Connect with the Food Allergy Community – Advice for Independent Pharmacies

November 8, 2018By Focus on the Pharmacy Front End Blog, Independent Pharmacy, Step into Natural

By Jen Johnston, CHHC, senior marketing services account manager, for the Step into Natural blog series

Approximately 15 million people in the United States have food allergies according to FARE, a leading non-profit dedicated to improving quality of life for those diagnosed with food allergies. One in every 13 kids has a food allergy and many often have two or more.

The FDA states that more than 160 foods can cause allergic reactions in people with food allergies; however the law identifies the eight most common allergenic foods as:

  • Milk
  • Eggs
  • Fish (e.g., bass, flounder, cod)
  • Crustacean shellfish (e.g., crab, lobster, shrimp)
  • Tree nuts (e.g., almonds, walnuts, pecans)
  • Peanuts
  • Wheat
  • Soybeans

The FDA goes on to state that these foods account for 90% of food allergic reactions, and are the food sources from which many other ingredients are allergies
So why talk about the food allergy community in conjunction with natural products? Because natural brands are taking the lead on marketing allergy-safe products. Enjoy Life Foods was one of the pioneers, and their products are actually free of 14 top-allergens, plus gluten. But more than that, the brand promotes the fact that their products are non-GMO and sweetened with natural sugars such as fruit juice and honey. A few years back, this small company was purchased by food giant Mondalez who has expanded their reach.

Other natural brands took note and now you find not only food brands marketing safe products to the allergic community, but also natural supplement brands such as Yummi Bears® Organics and Slice of Life® Organics by Hero Naturals. Natural skin care brands such as Egyptian Magic are also free of the top eight food allergens.

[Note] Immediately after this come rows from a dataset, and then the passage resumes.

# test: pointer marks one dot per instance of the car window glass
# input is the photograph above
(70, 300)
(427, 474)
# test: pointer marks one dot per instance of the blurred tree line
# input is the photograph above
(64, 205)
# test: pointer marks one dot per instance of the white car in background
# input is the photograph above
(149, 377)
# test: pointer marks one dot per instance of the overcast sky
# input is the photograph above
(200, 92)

Independent pharmacies are perfectly poised to assist newly-diagnosed patients or parents of allergic children. According to Pharmacy Times, minor allergic reactions are often able to be treated with OTCs or Rx antihistamines, but a severe reaction may require an EpiPen® injection and trip to the emergency room. Pharmacy Times goes on to recommend that pharmacists conduct EpiPen counseling to help patients and their families learn the correct use and remind patients and parents to carry one at all times and replace them before the expiration date.

Here are some other ways to connect with and attract the allergy community in your area:

  • Keep a supply of allergy-friendly supplements and personal care items in your store and publicize your offerings.
  • Offer a selection of snacks at checkout that are free of the top eight allergens. Customers will know your pharmacy is a safe haven where they can pick up a treat for themselves or a loved one with a food allergy.
  • Celebrate Food Allergy Awareness Week in May in your store by hosting dietitian presentations, promoting allergy-friendly products, and educating the public through your social media channels.
  • Promote the Teal Pumpkin Project around Halloween by selling teal pumpkins and non-food treats.
  • Participate in or organize a Hometown Heroes or Food Allergy Heroes walk in your town to raise money for food allergy research.

The food allergy community is just another example of a group of people who are interested in more natural products. By connecting with them, you demonstrate your inclusiveness and willingness to support the health of all people.